A third area of concern is income from tuition fees, notably if the new administration succeeds in overturning President Joe Biden’s student loan forgiveness programmes or reallocates federal support to a broader range of shorter training courses from rival providers.
Trump has pledged to take resources from existing universities to fund a new free online American Academy and to overhaul the current accreditation system to support more vocational and for-profit training bodies.
Phillip Levine, a professor of economics at Wellesley College, said: “Higher education is likely in for a difficult period. A very large share of running colleges is about fixed costs. The easiest thing to do to save money is to reduce financial aid.”

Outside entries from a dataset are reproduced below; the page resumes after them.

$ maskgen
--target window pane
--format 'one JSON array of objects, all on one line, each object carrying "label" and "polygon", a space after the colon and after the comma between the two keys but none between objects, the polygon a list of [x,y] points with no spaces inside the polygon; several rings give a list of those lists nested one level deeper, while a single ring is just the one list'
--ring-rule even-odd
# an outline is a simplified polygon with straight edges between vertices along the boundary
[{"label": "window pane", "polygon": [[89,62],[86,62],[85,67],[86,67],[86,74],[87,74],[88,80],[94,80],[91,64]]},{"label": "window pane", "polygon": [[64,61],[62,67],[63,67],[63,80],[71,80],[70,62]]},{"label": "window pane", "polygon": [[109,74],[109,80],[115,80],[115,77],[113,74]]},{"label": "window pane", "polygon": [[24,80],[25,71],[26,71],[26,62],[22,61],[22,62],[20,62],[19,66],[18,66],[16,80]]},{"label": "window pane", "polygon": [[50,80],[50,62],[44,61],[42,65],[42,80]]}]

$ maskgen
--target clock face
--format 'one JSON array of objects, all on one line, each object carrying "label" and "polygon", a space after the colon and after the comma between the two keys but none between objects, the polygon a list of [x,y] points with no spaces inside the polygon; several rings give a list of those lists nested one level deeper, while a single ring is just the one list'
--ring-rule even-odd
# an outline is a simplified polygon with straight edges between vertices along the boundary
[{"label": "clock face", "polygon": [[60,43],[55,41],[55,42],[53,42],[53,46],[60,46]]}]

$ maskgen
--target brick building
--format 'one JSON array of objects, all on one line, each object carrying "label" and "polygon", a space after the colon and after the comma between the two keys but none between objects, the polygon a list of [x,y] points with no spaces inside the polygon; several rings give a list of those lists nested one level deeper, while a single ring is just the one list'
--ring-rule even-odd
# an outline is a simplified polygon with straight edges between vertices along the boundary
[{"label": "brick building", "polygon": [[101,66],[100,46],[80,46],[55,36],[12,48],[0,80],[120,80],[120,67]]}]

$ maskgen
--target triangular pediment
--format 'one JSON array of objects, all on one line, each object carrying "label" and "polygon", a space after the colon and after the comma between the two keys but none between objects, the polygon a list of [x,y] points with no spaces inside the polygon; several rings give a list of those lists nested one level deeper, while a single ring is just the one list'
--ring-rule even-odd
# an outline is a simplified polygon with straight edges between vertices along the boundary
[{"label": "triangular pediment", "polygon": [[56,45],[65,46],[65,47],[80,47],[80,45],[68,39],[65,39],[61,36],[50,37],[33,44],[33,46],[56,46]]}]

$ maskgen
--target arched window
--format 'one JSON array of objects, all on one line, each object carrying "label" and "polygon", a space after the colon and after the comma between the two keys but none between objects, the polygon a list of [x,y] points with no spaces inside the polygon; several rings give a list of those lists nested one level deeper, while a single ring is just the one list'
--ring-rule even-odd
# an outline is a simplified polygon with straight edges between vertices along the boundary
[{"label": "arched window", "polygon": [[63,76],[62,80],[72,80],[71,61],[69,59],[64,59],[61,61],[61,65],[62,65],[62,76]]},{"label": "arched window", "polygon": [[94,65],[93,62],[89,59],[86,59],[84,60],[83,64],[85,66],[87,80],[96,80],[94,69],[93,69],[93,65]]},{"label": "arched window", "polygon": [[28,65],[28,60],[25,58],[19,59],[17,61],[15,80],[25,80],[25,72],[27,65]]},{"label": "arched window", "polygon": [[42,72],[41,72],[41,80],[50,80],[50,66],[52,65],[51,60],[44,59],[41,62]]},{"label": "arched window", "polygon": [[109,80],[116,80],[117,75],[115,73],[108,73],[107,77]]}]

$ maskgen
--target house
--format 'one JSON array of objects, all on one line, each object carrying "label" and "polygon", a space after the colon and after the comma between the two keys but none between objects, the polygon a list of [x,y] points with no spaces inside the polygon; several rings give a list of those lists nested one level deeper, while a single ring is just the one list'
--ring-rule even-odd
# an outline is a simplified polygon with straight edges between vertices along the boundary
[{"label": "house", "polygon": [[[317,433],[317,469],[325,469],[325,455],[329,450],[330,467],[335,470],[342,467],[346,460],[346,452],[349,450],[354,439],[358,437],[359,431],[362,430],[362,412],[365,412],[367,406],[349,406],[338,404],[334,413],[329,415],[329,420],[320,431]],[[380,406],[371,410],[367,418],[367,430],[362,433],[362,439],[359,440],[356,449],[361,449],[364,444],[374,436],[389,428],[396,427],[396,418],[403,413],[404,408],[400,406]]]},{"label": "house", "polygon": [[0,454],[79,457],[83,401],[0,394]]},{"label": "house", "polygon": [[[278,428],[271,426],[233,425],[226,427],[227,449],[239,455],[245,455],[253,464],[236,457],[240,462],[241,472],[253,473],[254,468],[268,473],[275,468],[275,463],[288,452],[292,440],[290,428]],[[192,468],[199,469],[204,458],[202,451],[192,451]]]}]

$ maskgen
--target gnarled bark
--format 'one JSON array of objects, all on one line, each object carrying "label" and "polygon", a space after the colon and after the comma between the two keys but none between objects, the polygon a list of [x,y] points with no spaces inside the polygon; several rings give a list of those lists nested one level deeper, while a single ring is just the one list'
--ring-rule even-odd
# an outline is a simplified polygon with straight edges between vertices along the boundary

He added that such an outcome was likely to reduce the prospects for advancing economic and social mobility for students. “Colleges would increase costs and reduce access — exactly the opposite effect to what the critics want.”
A final risk is a fall in the number of international students from the current record level of 1.1mn, given Republicans’ wider hostility to immigration and their support for tougher visa requirements.
Marty West, academic dean at the school of education at Harvard, said: “Our graduate school enrols a substantial number of international students. A reduction or even a slowdown in the visa process would be an enormous headache for us.”
Broader concerns about limitations on free speech, diversity initiatives and accusations of antisemitism on college campuses have hit applications to some colleges, and sparked lawsuits and Department of Education probes.
The withdrawal of donor support at institutions including Harvard and the University of Pennsylvania since the start of the Israel-Hamas war also risks reducing the scope for generating additional philanthropic income to compensate for a drop in federal funding.
Congressional Republicans may seek to temper some of Trump’s tougher actions for fear of damaging local economies by squeezing universities.
Even so, one university president said: “The amount of time and energy to fend off a lot of these attacks will be significant. We’re in the crosshairs of some really nasty and acrimonious culture wars.”